Г-н де Лершенхейм, друг Мартини и его почитатель, явился ко мне вместе с ним за два-три дня до того, как я выдал тому первый стих. Наполовину в шутку, наполовину тоном упрека они спросили, когда же я займусь ими.
– Послезавтра, – ответил я.
– Значит, ваш сюжет уже выбран?
– Вне всякого сомнения.
– Каково же название?
– «Древо Дианы».
– Вы набросали канву?
– Все готово. Я начал писать.
Мой ужин был готов, я велел подать на стол и пригласил двоих друзей присоединиться, заверив, что на десерт я им все покажу. Они согласились. Я, который не только не наметил никакого плана, но даже, говоря с ними о дереве Дианы, еще не придумал, какую роль сможет играть это дерево, под предлогом неотложной встречи по важному делу, оставив моих двух гостей с юной музой и одним из моих братьев, вышел в мой кабинет; в полчаса я набросал фабулу, которая, в силу своего новаторства, вполне согласовывалась с идеями моего августейшего покровителя и государя, который совсем недавно отменил в своих наследственных владениях монашеские порядки.
«У Дианы, богини чистоты, имеется в саду дерево, приносящее яблоки дивной красоты: когда нимфа проходит под его ветвями, если она чиста, яблоки становятся прозрачными и каждая ветка дерева издает небесную мелодию; если, наоборот, она, хотя бы в мыслях, преступает этот абсолютный закон, плод теряет прозрачность становится черным, обугливается и наносит на голову виновной неизгладимые следы, наподобие стигматов.

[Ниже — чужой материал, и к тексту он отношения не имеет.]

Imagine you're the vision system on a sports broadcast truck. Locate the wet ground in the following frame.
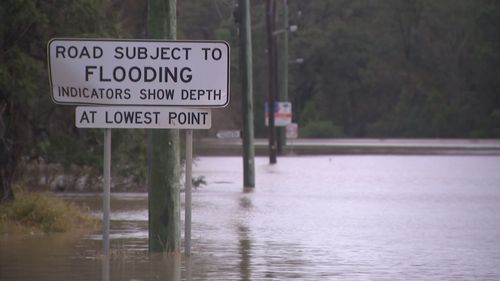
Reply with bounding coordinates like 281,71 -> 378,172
0,156 -> 500,281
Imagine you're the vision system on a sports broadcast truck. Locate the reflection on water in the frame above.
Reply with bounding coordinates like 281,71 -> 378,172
0,156 -> 500,281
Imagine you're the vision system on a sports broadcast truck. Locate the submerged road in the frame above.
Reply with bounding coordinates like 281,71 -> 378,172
195,138 -> 500,155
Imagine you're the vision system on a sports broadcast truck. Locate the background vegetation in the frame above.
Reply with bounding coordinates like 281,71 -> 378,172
0,0 -> 500,200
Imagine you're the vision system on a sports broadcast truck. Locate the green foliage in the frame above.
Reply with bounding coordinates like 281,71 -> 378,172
0,191 -> 97,233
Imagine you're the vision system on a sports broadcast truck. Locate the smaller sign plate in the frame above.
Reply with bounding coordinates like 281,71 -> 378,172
75,106 -> 212,129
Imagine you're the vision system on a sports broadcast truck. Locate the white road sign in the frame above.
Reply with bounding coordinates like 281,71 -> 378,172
47,38 -> 230,107
75,106 -> 212,129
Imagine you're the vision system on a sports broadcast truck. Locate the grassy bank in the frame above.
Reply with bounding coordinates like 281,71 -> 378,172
0,191 -> 98,234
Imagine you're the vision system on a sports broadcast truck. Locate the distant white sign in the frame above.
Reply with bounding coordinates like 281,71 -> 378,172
47,39 -> 230,107
265,101 -> 292,127
75,106 -> 212,129
216,130 -> 241,139
286,123 -> 299,139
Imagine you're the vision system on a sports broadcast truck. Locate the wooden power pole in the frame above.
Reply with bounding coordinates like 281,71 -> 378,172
147,0 -> 181,252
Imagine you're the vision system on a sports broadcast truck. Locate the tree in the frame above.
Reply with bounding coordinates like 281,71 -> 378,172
0,0 -> 115,203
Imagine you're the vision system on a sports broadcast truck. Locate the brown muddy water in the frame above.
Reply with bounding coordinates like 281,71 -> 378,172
0,156 -> 500,281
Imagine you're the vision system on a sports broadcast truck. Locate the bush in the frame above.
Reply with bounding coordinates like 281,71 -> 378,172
0,191 -> 97,233
299,121 -> 343,138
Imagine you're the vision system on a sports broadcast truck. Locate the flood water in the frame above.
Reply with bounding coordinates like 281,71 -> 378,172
0,156 -> 500,281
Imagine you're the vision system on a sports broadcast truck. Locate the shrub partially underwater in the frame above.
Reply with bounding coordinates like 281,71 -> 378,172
0,191 -> 98,234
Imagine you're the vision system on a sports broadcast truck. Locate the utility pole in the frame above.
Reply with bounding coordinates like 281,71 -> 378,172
147,0 -> 181,253
278,0 -> 290,154
237,0 -> 255,189
266,0 -> 278,164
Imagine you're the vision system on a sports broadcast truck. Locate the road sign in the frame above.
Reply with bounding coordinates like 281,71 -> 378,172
75,106 -> 212,129
47,39 -> 230,107
265,101 -> 292,127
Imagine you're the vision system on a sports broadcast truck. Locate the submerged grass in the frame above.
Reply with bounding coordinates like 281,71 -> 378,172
0,191 -> 98,234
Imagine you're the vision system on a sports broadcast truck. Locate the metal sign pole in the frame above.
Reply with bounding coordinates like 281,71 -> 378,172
184,129 -> 193,257
102,129 -> 111,257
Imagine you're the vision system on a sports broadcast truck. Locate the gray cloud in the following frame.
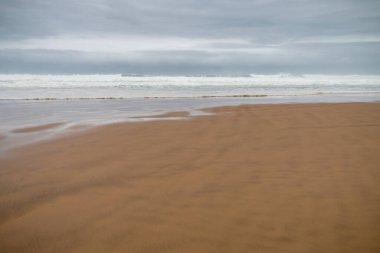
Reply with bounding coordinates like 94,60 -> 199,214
0,0 -> 380,74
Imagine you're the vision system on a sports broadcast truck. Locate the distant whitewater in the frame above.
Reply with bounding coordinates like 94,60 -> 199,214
0,74 -> 380,100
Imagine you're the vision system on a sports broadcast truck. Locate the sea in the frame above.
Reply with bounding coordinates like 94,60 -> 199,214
0,73 -> 380,152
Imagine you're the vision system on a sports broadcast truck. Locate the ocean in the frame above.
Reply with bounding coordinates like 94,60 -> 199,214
0,73 -> 380,151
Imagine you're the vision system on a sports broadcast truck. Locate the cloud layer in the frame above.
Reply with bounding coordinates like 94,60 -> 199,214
0,0 -> 380,74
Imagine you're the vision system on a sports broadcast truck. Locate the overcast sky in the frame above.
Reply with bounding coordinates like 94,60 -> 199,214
0,0 -> 380,74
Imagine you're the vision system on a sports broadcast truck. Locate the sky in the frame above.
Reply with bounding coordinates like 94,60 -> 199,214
0,0 -> 380,75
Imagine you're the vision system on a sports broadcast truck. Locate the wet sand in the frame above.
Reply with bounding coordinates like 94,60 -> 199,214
0,103 -> 380,253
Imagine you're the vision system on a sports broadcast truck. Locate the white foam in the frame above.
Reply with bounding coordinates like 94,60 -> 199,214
0,73 -> 380,99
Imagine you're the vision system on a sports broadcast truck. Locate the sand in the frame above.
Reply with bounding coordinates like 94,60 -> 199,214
0,103 -> 380,253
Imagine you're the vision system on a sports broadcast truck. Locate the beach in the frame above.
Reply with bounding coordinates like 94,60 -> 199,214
0,103 -> 380,253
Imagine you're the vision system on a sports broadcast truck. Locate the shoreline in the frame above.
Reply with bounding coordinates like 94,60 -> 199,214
0,103 -> 380,253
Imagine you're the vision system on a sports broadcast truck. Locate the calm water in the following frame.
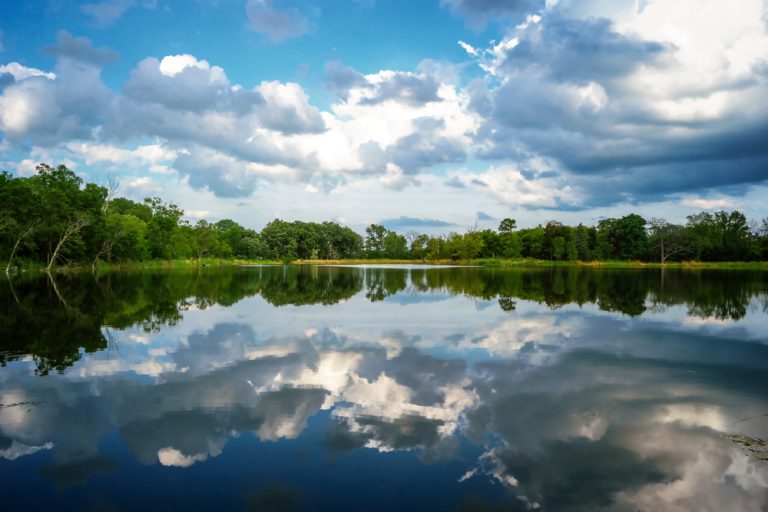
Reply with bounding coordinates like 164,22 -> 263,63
0,267 -> 768,512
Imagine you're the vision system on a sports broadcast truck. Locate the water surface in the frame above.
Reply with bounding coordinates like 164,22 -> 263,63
0,266 -> 768,511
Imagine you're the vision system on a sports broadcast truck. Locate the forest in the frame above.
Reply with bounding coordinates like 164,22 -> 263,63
0,164 -> 768,273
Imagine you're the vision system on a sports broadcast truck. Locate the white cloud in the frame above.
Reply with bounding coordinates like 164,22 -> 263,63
0,62 -> 56,82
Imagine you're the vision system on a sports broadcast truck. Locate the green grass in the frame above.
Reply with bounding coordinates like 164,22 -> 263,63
7,258 -> 768,273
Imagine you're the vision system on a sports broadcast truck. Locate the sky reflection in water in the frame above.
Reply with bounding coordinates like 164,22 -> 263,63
0,267 -> 768,511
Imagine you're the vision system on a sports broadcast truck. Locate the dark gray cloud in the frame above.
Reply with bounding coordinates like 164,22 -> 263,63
467,10 -> 768,209
379,216 -> 455,231
245,0 -> 309,43
477,212 -> 496,221
500,14 -> 665,83
43,30 -> 118,68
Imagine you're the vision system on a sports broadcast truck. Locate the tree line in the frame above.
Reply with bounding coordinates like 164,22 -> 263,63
0,164 -> 768,273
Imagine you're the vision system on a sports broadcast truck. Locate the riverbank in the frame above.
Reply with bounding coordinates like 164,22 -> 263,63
7,258 -> 768,273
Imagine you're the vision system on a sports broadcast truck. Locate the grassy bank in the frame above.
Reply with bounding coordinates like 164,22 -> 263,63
291,258 -> 768,270
7,258 -> 768,273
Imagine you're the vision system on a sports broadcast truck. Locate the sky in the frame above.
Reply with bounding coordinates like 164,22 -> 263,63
0,0 -> 768,233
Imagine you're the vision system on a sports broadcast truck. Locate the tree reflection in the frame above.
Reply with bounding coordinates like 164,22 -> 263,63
0,266 -> 768,375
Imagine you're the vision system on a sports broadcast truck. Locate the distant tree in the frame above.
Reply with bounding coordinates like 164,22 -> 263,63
648,217 -> 693,263
499,218 -> 517,233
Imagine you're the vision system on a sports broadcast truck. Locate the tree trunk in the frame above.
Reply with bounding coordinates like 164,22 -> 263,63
45,217 -> 87,274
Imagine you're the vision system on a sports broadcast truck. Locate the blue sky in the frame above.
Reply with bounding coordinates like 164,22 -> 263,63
0,0 -> 768,232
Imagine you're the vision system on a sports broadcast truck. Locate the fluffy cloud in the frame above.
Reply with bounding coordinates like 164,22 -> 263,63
463,2 -> 768,205
0,0 -> 768,210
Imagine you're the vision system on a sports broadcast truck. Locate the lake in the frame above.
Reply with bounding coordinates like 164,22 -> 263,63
0,266 -> 768,512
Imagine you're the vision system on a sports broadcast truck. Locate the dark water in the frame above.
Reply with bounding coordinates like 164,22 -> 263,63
0,267 -> 768,512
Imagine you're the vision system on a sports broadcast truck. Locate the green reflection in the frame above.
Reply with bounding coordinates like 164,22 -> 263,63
0,265 -> 768,375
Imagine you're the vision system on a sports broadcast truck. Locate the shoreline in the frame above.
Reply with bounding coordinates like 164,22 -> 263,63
7,258 -> 768,274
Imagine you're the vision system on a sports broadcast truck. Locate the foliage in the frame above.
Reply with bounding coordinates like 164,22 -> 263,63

Купидон, разгневанный на Диану за то, что она наносит оскорбление его культу, проникает в сад в женском одеянии, он вселяет страсть в сердце садовника и обучает его искусству внушать любовь всем нимфам; не довольствуясь этим триумфом, он открывает ворота прекрасному Эндимиону, в которого безумно влюбляется сама богиня. Великий Жрец, в глубине святилища, узнает о святотатстве и, облеченный верховной властью, приказывает, чтобы все нимфы и сама богиня подверглись испытанию; чтобы избежать разоблачения, Диана велит срубить дерево, и Купидон, примирившись, явившись в светящемся облаке, превращает сад в великолепный дворец, посвященный отныне Амуру».
Эта пьеса, на мой взгляд, – лучшее из моих произведений; в нем дышит нежное сладострастие, которое захватывает человека; что же до интереса, который оно вызвало, гарантией тому служат сотня и более представлений. Граф де Роземберг спросил у меня, где я взял столь прекрасные идеи; я ответил, что мне внушило их желание поразить своих врагов; император, который понял мое намерение поддержать его в его идеях реформ, передал мне сотню цехинов.